I have a gratitude journal by my bedside. I have written in it for about 16 days of the past month. The days I skipped were probably the days I needed this practice the most, and yet whatever happened those particular days made me reluctant to pick up my pen. Instead I filled that time with tears or stress or staying up too late obsessing about something on the computer (etc.).
For those of you who follow the blog (and for those of you who know me in real life), you know it’s been a difficult fall. It’s been an autumn of transitions and changes. An autumn of sitting with impermanence and loneliness and loss. An autumn when the death of the leaves on the trees took on new meaning.
And yet, it has also been an autumn that—both because of and in spite of those things—has led to great growth and incredible new experiences. I started a job I love. I’ve thrived even more at the yoga studio in Boston than I had in Minneapolis; I teach more classes, more formats, and got to add Yoga Sculpt to my repertoire. I have been able to re-connect with a couple very dear friends who have welcomed me to the Boston area with the kindest open arms. I’ve learned to make it in a big city on the East Coast (something I’d been daydreaming about since my 4th grade obsession with Friends! :)).

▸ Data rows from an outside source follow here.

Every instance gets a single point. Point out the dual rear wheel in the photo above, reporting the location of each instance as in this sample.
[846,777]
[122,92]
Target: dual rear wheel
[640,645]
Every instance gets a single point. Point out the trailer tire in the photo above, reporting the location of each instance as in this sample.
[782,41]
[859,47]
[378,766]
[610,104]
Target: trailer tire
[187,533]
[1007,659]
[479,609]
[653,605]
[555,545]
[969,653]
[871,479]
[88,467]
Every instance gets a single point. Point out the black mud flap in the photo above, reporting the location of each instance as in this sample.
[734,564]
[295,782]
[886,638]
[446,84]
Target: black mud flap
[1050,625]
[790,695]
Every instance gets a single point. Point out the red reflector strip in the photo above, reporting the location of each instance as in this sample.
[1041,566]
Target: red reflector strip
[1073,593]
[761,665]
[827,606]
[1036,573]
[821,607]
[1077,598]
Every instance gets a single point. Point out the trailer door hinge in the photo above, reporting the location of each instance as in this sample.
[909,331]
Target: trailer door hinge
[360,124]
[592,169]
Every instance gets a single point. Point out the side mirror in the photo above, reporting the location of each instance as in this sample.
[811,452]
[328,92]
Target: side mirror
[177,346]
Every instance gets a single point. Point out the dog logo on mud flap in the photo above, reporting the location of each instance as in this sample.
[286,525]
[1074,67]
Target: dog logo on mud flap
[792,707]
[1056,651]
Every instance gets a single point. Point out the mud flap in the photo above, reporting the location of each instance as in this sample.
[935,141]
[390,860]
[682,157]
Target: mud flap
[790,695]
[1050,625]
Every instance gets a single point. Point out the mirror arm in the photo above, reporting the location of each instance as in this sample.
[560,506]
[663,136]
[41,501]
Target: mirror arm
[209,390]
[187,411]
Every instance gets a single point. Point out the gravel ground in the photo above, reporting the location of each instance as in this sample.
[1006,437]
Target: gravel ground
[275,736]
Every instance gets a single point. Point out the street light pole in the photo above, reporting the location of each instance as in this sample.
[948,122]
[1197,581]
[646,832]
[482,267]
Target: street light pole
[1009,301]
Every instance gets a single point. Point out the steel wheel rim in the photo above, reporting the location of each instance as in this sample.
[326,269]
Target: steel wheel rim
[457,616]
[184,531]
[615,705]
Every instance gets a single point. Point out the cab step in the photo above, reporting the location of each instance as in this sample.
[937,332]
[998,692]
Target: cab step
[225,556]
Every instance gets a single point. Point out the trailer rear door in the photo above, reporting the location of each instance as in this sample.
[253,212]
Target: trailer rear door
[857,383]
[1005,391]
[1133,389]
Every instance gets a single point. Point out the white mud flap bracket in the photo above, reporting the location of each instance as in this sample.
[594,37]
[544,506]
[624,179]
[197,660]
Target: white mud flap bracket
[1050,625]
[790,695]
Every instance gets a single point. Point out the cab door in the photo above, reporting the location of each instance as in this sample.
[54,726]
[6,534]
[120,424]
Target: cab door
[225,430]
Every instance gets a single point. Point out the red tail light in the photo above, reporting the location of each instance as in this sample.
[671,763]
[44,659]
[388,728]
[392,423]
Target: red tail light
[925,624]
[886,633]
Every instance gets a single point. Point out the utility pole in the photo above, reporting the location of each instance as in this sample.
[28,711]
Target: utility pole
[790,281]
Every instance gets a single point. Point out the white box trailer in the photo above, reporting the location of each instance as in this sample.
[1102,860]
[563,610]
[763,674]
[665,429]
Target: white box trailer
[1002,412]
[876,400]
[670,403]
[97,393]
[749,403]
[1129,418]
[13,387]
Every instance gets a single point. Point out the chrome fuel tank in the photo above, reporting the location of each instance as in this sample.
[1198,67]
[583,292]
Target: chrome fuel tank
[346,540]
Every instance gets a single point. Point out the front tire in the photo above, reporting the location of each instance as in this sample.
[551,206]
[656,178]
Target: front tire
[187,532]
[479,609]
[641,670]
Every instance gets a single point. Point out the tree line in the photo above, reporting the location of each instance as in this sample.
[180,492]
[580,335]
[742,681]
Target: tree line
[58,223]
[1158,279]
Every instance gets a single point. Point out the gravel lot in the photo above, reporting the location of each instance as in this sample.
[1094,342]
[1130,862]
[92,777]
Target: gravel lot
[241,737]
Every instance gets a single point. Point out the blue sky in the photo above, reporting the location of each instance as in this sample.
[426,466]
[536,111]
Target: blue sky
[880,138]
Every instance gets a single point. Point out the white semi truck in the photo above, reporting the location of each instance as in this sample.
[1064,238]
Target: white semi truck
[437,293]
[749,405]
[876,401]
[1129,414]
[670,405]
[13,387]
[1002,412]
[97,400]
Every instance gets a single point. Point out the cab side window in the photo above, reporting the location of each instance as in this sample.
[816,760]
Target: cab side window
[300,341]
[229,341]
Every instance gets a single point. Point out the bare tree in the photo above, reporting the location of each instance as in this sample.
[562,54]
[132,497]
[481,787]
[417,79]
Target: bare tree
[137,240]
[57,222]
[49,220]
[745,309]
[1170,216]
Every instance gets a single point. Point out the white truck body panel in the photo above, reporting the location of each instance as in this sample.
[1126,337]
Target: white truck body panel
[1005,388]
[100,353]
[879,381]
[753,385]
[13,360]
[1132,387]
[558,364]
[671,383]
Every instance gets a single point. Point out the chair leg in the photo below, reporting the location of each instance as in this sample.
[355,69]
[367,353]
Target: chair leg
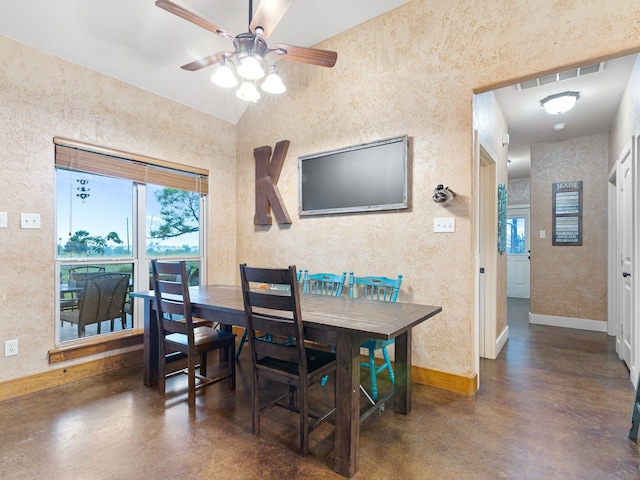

For both the hardships and the celebrations, I am truly grateful.
And then there are all the things I so easily take for granted: Almost perfect health. A cozy apartment. The ability to purchase and prepare fresh, nutritious food. A strong body that carries me through daily tasks, rigorous exercise, and a consistent yoga practice.

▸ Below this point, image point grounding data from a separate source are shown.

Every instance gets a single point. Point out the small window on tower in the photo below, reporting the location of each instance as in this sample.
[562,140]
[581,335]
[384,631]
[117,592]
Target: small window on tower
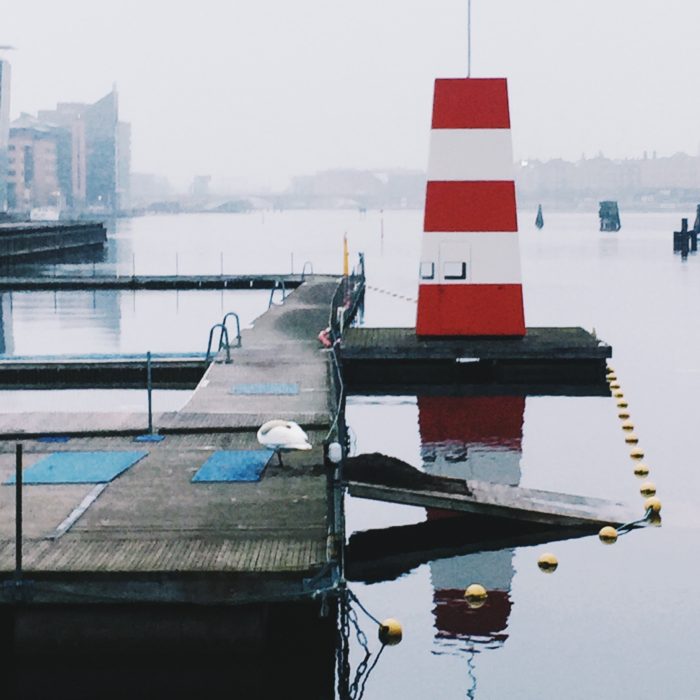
[454,270]
[427,271]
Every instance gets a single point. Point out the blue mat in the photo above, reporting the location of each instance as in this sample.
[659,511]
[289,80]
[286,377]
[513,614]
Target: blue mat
[79,467]
[234,465]
[257,389]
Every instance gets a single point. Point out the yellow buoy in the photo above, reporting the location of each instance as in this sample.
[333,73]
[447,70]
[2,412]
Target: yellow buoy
[654,519]
[641,469]
[654,503]
[547,562]
[476,595]
[648,488]
[390,632]
[608,534]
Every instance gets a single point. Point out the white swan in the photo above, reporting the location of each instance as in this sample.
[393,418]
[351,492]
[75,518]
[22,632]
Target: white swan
[283,436]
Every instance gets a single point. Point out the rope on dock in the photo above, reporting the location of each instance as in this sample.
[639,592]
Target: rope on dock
[391,294]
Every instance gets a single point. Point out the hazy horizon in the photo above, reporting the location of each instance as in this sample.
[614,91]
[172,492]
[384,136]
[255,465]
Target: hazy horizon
[267,90]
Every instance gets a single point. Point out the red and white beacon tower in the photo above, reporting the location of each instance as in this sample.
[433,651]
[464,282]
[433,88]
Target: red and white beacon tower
[470,281]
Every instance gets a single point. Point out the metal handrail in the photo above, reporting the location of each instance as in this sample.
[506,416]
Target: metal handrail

These are incredible gifts and although it seems near impossible to be as grateful for them as I ought to be on a daily basis, I am happy to take this opportunity to reflect on and bask in the immense fortune these things provide me.
Most importantly, despite this being such a challenging time, I am grateful for and humbled by the amount of love I have in my life. Even when distance threatens to weaken the ties I have with my family and chosen-family/friends, I am, time and again, reminded that some relationships are bigger than circumstance. I have written before about my scattered homes and communities, but to my delight, those homes and communities have found ways to show up for me when I’ve needed them the most, even if it took effort. Phone calls, letters, visits, care packages, texts—-every little thing has been a reminder that our life really is about the connections we have with other people. That my friendships are being nurtured and maintained even when the odds are stacked against us is a testament to the realness of these relationships, and for this, I am grateful beyond measure.
And today, this morning, I’m grateful to be home with family. I’m about to go watch the parade with my mom (my absolute favorite tradition!) and then after that we’ll join the rest of our family for food and conversation and love. Mom and I spent hours working on some amazing vegan dishes and I’m excited to share pictures and recipes soon!
Life is a great struggle for us all. I so look forward to this day every year because it carves out a space for so many people, all at once, to sit with feelings of joy and abundance. What a rare and special energy with which to fill our world.
I hope you are able to sit with your gratitude today. And even better if you can sit with them in the company of loved ones.
<3 <3 <3
Last but not least, (and on a very different note), I can’t talk about Thanksgiving without talking about the history of the holiday. We’ve made it a holiday about giving thanks and sharing time with family, but it began in the context of colonialism and genocide. Like Chelsea Manning says in this wonderful Thanksgiving tribute, “I’m thankful for people who….despite having been taught, often as early as five and six years old, that the “helpful natives” selflessly assisted the “poor helpless Pilgrims” and lived happily ever after, dare to ask probing, even dangerous, questions.” The truth behind these questions reveal a history that has set the scene for our world today; one in which oppression remains the status quo. I’m thankful for those who have the courage and the energy to resist injustice and fight back.